By Astrid Helene Mortensen and Niels Landbo Krogh

How do we determine whether a new drug works as intended? The answer lies in clinical trials—often large, complex, and expensive undertakings. But they don’t have to be necessarily. Emilie Højbjerre-Frandsen, a PhD student in Statistics at Aalborg University’s Department of Mathematical Sciences, is finalizing a research project that makes it possible to design trials with fewer participants and still maintain the same precision.

We spoke with Emilie about how this works in practice when conducting clinical, randomized studies within the pharmaceutical industry—and how she, as a curious student, ended up contributing to the extension of a method already getting acknowledgement from the European Medicines Agency.

How do you use mathematics in your PhD project?

"I work on how to use data from previous clinical trials to optimize new ones. It’s about increasing or holding the same level of precision—or ‘power,’ as we call it—of the study, thereby improving the chance of detecting an effect of the drug, if one exists. Using these tools we can reduce the number of participants while still obtaining reliable results."

What are the advantages of the method you’re developing?

"We can potentially bring medicine to patients faster because we’re able to demonstrate effectiveness more quickly in trials.  Our simulation studies show that the number of participants can be reduced by 10–20 percent," says Emilie Højbjerre-Frandsen.

"It may also lead to fewer dropouts, as more patients can receive the new treatment, which is believed to be better. Patients given placebo may have higher risk of dropping out if no effect of treatment is experienced."

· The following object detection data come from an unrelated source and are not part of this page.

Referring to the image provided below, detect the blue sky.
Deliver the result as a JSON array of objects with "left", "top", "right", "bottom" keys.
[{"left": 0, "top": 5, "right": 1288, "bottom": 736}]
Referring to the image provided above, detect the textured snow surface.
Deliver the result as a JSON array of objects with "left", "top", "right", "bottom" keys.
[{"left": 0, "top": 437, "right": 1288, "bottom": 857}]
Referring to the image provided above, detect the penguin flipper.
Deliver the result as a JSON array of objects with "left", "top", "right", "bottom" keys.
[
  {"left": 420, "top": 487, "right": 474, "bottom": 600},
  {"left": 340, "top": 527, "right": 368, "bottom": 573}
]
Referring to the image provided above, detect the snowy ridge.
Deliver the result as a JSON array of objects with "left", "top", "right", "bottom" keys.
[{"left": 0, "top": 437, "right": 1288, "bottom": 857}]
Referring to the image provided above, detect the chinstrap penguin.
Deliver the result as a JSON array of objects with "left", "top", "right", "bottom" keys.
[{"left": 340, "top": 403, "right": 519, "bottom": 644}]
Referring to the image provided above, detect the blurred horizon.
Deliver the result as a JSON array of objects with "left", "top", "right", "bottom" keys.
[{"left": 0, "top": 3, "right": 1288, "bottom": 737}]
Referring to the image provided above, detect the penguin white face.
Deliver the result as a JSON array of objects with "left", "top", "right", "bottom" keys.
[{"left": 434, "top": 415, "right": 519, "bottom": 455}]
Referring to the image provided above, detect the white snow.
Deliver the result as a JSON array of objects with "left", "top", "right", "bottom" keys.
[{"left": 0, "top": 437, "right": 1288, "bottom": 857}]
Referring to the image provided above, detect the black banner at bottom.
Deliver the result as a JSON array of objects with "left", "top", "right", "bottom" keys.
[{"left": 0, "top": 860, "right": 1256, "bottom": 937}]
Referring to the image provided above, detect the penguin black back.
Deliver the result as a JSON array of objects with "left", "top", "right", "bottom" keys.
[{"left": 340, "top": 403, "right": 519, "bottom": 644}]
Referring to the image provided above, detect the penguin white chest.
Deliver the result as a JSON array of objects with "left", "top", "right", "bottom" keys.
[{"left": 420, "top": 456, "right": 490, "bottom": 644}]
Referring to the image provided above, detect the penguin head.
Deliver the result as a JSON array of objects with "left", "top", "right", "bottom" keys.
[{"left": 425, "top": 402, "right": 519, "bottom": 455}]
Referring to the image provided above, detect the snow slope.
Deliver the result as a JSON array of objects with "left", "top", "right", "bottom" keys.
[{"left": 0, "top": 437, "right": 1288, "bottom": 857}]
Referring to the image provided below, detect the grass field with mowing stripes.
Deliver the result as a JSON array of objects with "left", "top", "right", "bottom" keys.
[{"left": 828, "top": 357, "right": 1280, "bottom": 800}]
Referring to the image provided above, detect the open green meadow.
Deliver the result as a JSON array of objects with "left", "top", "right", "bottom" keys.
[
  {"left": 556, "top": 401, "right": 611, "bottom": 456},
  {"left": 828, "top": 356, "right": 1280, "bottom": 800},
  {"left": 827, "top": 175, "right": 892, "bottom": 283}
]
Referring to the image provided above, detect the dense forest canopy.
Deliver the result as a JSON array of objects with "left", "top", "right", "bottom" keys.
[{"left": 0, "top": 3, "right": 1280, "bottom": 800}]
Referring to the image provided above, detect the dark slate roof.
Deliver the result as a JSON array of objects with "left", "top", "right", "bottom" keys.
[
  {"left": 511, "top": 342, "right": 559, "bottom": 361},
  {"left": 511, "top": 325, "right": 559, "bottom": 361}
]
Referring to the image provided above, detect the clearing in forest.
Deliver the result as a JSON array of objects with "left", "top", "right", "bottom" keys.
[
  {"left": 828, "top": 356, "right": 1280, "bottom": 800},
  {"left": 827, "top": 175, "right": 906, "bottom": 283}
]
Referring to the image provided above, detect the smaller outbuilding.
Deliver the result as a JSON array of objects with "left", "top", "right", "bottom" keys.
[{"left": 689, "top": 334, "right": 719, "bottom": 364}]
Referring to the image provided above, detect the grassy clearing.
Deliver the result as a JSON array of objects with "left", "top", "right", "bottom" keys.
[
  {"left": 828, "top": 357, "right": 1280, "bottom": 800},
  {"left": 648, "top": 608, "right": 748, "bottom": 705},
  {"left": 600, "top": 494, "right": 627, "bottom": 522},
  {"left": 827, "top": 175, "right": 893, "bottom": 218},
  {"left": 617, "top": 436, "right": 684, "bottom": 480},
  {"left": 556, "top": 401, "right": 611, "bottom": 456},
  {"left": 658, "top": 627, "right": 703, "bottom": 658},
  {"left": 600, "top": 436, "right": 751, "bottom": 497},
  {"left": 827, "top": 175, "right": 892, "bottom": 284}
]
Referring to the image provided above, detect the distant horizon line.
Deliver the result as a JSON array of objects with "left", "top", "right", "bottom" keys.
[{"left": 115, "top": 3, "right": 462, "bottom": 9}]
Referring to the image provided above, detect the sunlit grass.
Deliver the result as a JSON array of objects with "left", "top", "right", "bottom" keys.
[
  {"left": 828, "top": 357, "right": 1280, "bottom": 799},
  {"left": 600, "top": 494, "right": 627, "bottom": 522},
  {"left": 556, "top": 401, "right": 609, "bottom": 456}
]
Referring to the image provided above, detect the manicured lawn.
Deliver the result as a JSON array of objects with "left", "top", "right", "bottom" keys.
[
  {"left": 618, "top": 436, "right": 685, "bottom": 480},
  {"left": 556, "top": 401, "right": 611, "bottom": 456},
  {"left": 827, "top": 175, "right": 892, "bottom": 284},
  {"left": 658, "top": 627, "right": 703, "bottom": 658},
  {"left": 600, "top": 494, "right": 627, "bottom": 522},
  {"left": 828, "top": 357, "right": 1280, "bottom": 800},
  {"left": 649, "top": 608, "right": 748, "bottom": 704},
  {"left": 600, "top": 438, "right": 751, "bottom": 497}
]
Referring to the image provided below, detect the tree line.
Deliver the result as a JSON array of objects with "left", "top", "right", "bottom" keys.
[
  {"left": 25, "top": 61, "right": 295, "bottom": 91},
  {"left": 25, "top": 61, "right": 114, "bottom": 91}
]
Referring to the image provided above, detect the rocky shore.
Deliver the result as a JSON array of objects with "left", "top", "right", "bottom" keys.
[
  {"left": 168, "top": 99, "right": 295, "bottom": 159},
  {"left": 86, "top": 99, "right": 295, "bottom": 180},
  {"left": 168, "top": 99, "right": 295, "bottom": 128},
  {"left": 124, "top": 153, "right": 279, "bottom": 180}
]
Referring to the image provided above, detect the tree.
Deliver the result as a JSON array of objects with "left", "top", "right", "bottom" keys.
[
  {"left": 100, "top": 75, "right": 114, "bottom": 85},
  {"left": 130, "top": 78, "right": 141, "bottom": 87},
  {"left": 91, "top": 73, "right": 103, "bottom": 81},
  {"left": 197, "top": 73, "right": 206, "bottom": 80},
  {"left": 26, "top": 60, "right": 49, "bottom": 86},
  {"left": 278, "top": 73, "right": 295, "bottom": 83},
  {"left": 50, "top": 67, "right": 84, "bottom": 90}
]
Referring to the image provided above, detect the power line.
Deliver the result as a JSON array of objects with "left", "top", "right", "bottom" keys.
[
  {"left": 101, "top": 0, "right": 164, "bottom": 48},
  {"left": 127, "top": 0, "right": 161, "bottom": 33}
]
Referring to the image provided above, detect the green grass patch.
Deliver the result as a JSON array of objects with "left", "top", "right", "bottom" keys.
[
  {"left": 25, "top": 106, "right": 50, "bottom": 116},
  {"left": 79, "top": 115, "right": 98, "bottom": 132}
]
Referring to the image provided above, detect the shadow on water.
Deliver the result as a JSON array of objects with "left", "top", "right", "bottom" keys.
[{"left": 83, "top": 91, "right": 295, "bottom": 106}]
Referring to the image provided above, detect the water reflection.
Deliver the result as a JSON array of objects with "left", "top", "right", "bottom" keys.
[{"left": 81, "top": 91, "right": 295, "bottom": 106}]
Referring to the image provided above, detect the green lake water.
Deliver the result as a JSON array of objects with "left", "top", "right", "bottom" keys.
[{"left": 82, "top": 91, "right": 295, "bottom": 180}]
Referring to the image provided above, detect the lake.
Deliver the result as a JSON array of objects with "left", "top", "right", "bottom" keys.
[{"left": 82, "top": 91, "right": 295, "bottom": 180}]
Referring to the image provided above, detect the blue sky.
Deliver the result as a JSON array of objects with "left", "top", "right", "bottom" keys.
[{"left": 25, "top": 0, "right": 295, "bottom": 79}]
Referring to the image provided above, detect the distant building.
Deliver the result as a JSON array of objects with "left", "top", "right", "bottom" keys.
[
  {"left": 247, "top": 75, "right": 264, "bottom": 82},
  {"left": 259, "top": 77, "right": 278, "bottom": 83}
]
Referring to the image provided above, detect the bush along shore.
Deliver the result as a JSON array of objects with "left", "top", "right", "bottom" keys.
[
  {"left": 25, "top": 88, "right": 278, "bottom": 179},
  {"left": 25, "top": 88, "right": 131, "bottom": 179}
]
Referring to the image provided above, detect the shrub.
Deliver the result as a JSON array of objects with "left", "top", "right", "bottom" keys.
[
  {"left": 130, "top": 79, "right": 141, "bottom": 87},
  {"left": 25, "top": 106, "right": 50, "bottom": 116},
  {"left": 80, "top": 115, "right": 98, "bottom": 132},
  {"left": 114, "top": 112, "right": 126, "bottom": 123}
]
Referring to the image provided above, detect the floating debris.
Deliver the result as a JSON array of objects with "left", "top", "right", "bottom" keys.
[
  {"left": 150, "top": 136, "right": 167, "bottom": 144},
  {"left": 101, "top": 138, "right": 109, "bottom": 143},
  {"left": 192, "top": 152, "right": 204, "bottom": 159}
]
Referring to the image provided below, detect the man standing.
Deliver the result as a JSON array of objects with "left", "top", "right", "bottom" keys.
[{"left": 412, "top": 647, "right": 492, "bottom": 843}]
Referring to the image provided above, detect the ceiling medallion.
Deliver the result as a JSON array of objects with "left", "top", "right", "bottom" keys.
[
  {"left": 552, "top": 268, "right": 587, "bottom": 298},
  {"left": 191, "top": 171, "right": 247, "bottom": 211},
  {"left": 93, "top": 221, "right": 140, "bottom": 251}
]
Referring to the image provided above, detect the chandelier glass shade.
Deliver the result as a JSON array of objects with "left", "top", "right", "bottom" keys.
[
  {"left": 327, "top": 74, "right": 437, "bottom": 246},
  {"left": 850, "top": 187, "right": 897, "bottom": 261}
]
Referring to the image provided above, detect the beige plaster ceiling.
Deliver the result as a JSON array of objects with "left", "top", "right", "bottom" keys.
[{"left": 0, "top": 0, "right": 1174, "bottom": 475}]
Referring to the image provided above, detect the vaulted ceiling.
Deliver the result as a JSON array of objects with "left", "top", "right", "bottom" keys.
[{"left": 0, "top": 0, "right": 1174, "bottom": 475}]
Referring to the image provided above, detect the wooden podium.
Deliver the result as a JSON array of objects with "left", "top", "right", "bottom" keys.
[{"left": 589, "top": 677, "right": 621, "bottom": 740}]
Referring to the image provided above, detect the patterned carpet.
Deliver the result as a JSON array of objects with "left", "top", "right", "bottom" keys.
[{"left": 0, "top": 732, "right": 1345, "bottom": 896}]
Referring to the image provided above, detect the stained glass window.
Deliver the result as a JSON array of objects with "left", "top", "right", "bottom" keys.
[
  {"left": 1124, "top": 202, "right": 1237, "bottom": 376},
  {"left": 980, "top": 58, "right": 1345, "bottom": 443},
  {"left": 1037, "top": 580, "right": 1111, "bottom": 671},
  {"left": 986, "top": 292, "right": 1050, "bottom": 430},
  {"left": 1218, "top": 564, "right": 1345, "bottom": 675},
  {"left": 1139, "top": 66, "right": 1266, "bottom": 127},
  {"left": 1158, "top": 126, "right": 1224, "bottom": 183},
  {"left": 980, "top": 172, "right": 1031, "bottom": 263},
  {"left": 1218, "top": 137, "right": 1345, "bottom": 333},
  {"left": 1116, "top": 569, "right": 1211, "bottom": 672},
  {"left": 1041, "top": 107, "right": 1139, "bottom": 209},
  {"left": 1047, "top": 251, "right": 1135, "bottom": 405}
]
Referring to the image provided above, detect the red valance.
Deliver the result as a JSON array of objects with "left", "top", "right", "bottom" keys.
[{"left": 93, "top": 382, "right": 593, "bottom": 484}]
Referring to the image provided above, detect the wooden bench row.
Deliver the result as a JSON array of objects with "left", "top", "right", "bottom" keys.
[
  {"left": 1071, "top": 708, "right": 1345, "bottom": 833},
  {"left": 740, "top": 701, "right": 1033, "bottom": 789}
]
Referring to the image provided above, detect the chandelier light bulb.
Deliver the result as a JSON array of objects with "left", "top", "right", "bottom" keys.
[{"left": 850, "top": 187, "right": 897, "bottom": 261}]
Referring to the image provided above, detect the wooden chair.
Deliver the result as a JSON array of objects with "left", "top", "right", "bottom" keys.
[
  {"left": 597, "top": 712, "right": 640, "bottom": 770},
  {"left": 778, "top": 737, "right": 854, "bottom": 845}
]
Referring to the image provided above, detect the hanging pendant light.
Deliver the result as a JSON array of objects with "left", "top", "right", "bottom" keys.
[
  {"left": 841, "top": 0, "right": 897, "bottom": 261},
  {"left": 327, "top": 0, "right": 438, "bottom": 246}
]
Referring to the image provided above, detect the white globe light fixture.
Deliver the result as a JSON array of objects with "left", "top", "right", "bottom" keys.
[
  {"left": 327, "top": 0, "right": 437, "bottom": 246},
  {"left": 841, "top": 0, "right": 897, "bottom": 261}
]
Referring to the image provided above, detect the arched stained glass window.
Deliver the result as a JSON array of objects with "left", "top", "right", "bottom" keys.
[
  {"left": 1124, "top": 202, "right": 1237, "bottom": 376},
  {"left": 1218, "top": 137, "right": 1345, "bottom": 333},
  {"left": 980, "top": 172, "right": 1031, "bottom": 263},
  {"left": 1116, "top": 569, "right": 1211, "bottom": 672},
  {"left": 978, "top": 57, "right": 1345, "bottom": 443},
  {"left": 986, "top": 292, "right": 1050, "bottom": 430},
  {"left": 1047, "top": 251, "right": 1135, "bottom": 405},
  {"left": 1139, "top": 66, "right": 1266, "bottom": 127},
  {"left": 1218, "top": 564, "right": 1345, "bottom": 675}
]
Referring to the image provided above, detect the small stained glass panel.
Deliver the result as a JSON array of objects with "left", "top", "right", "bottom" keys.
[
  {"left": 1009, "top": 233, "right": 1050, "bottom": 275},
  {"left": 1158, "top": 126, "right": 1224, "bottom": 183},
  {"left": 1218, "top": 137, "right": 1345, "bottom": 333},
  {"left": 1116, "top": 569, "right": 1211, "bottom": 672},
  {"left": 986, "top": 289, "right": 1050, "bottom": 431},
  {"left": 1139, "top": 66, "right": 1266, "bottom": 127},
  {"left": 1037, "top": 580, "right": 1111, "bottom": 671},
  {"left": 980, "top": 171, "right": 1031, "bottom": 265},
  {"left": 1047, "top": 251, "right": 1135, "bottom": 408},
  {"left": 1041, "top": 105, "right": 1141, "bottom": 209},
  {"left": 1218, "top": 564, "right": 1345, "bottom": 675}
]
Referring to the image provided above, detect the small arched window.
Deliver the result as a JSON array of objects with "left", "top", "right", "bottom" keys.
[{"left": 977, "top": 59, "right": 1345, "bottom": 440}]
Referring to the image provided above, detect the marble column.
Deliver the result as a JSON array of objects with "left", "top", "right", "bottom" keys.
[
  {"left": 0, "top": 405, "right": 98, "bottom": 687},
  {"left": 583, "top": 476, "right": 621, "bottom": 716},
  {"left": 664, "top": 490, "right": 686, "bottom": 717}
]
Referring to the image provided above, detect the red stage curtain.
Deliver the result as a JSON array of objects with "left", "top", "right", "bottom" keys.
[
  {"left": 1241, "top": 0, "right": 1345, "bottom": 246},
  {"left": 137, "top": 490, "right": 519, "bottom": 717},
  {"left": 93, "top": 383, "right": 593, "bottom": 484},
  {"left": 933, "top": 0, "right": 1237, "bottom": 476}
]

The PhD student has analyzed data from diabetes patients, but the method can be applied broadly to other disease areas.

A Path to Meaningful Research

Have you seen growing interest in your method?

"Yes. Several regulatory agencies are starting to look at the method and have included it in some of their guidelines, indicating that it can be used. There’s also strong interest from the pharmaceutical industry, with whom I collaborate in my PhD project (Novo Nordisk)."

How did you end up working on this specific method?

"During my Master’s thesis, I worked with prognostic covariate adjustment in linear models. These are models using continuous data—like blood glucose levels. It was a new method at the time and hadn’t been peer-reviewed yet back then, which made it a compelling area to investigate. In my PhD project, I extended the method to include non-linear models—used for count data or binary outcomes. For example, how many times a patient with haemophilia bleeds, or if a patient goes from overweight to normal weight.

Tell us a bit about your background. Did you always know you wanted to work with statistics?

"No. I had some doubts during my studies, but in my fifth semester, I had a course in statistics, and it suddenly became more interesting for me. Then I got a student job at Novo Nordisk, where I saw how statistics could be used in real life—to help bring medicine to people."

How did your PhD project get started?

"I wrote my Master’s thesis with two others in collaboration with Novo Nordisk. Someone at the company had heard of the method but hadn’t had time to explore it much. We thought it was exciting. To start an industrial PhD, we applied for funding from Innovation Fund Denmark. While waiting for a response, I worked as a statistician at Novo Nordisk. Once we received the grant, I could begin the project," Emilie Højbjerre-Frandsen explains.

Could your approach be the main method in coming years?

"It depends on the context. The EMA (European Medicines Agency) has issued a so-called Qualification Opinion on an experimental method I’ve worked on and expanded. My extended version has the same properties, so in some clinical trials, it would have great potential to use it."